If x belongs to the domain then does f(x) belong to the range?

## Let $F : x \Rightarrow y$ be a function. Then prove that

$i. A_1 \subset A_2 \Rightarrow F(A_1) \subset F(A_2)$

$ii.
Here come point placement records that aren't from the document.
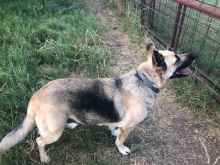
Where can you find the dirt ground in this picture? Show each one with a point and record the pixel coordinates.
(171, 134)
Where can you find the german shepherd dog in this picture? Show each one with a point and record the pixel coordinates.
(120, 103)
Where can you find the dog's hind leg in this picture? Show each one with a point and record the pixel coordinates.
(122, 135)
(50, 130)
(113, 130)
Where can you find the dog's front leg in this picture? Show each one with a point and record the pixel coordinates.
(121, 136)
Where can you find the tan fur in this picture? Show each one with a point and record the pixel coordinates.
(50, 112)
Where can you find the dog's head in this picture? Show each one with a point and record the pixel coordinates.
(167, 64)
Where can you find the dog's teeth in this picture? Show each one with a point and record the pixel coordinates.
(124, 150)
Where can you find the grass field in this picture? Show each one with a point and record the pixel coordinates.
(187, 91)
(38, 43)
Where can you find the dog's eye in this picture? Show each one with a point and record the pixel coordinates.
(177, 60)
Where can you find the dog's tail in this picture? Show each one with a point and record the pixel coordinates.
(19, 133)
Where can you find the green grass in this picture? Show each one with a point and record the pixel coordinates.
(129, 24)
(38, 44)
(197, 97)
F(\cup_i A_i) = \cup_i F(A_i)$

$iii.F(\cap_i A_i) \subset \cap_i f(A_i)$

## Solution

$Let \ f: x \rightarrow y$ be a function.

### i.

$Let\ y \in f(A_1)$

$Then\ \exists x \in A_1 : y = f(x)$.

$But\ A_1 \subset A_2$

$we\ can\ say\ , x \in A_2$

$Hence\ y = f(x)$

### ii.

$Let\ y \in f ( \cup_i A_i) then\ \exists x \in \cup_i A_i : y = f(x)$

$Since\ x \in (\cup_iA_i) \Rightarrow x \in A_i\ for\ some\ i$

$so\ y = f(x) \in f(A_i)\ and\ hence\ y \in \cup_i(A_i)$

Conversely

$Let\ y \in \cup_if(A_i)\ then\ y \in f(A_i) for\ some\ i$

$so\ \exists x \in A_i : y = f(x)$

$and\ x \in \Rightarrow x \in \cup_i(A_i)$

$so\ that\ f(x) \in f(\cup_i A_i)$

### iii.

$Let\ y \in f(\cup_i A_i)\ then\ \exists x \in \cap_i A_i : y = f(x)$

$Since\ x \in \cap_i A_i$

$we\ can\ write\ x \in A_i\ \forall i$

$so\ f(x) \in f(A_i)\ \forall i$

$Hence\ f(x) \in \cap_if(A_i)$